Proposed changes 4, 5, and 6 require follow-on RFCs and these RFCs will document the implementation of the changes they introduce.
Performance
In the long term this RFC will reduce the size of the base package set, with some packages currently in base moving to the newer package sets with lower resource requirements. Over the long term this will improve several performance metrics, particularly disk and network utilization.
The latency to resolve a package may increase if a product chooses to move the package from a package set with permanent availability to one with automatic or on demand availability.
Security considerations
The net security impact of this RFC is believed to be positive:
- This RFC formally defines upgradable package sets. Upgradable package sets make it easier for a product to update some packages to patch security vulnerabilities
- This RFC creates a clearer relationship between packages making it easier to reason about software delivery behavior. This may lead to an increase in security over the long term although the improvement would be difficult to quantify.

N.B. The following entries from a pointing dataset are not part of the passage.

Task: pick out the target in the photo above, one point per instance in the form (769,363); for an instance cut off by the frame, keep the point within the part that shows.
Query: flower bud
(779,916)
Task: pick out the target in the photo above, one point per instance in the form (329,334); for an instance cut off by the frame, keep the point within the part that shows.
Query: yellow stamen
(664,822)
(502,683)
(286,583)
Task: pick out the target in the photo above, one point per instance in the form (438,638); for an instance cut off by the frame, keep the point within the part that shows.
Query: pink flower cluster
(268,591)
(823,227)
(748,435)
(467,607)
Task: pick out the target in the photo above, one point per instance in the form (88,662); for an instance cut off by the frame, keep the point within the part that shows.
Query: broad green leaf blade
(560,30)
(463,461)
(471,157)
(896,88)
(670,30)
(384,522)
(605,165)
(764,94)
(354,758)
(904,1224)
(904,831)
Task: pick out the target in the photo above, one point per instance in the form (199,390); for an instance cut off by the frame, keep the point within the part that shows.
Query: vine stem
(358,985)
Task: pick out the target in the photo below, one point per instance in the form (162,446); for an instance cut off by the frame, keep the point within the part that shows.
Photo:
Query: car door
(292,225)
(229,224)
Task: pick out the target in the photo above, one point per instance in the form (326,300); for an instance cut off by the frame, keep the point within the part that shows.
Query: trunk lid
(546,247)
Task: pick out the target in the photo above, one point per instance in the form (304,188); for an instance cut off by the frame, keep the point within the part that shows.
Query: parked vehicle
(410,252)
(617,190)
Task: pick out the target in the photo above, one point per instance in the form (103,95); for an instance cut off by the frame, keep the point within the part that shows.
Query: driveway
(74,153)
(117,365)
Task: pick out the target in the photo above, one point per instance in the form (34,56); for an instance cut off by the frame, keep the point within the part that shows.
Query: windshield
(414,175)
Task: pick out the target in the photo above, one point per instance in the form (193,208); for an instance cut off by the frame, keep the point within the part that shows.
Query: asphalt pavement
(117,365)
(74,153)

- The relaxation of constraints on the use of subpackages in proposed change 3 will require analysis by the security team.
Privacy considerations
The net privacy impact of this RFC is believed to be neutral:
- This RFC would make it easier to define packages that are not downloaded until some user action, making it easier to correlate network traffic with user behavior
- This RFC would make it easier for a product to update versions of product software, making it easier to patch privacy vulnerabilities
- The software delivery components impacted by this RFC do not directly process user data
Testing
Proposed changes 4, 5, and 6 require follow-on RFCs and these RFCs will document the testing of the changes they introduce.
Documentation
Upon acceptance of this RFC we will:
- Add glossary entries for "package set", "base package", and for each of the version control and availability categories.
- Update the glossary entry for package
- Update the section on packages in concepts
- Update the page on packages in the IDK
- Update the page on product packages in the get started guide
Drawbacks, alternatives, and unknowns
Drawback 1 - Name changes
The RFC introduces a change in nomenclature for universe packages and eagerly updated packages. Any naming change incurs some cost in developer confusion, but these terms were not used by many developers and were not used consistently previously. We believe the confusion of a name change will be outweighed by the long term usability of names that are logical and self consistent.
Alternative 1 - Allow guaranteed and/or automatic discoverable packages
The proposed changes section above marks the lower right section of the design space "not applicable". The reason we do not support this combination is we argue it is illogical: in order for a package to be guaranteed or loaded automatically it must be explicitly specified by the product release at which point it meets the criteria for inclusion in an upgradeable package set.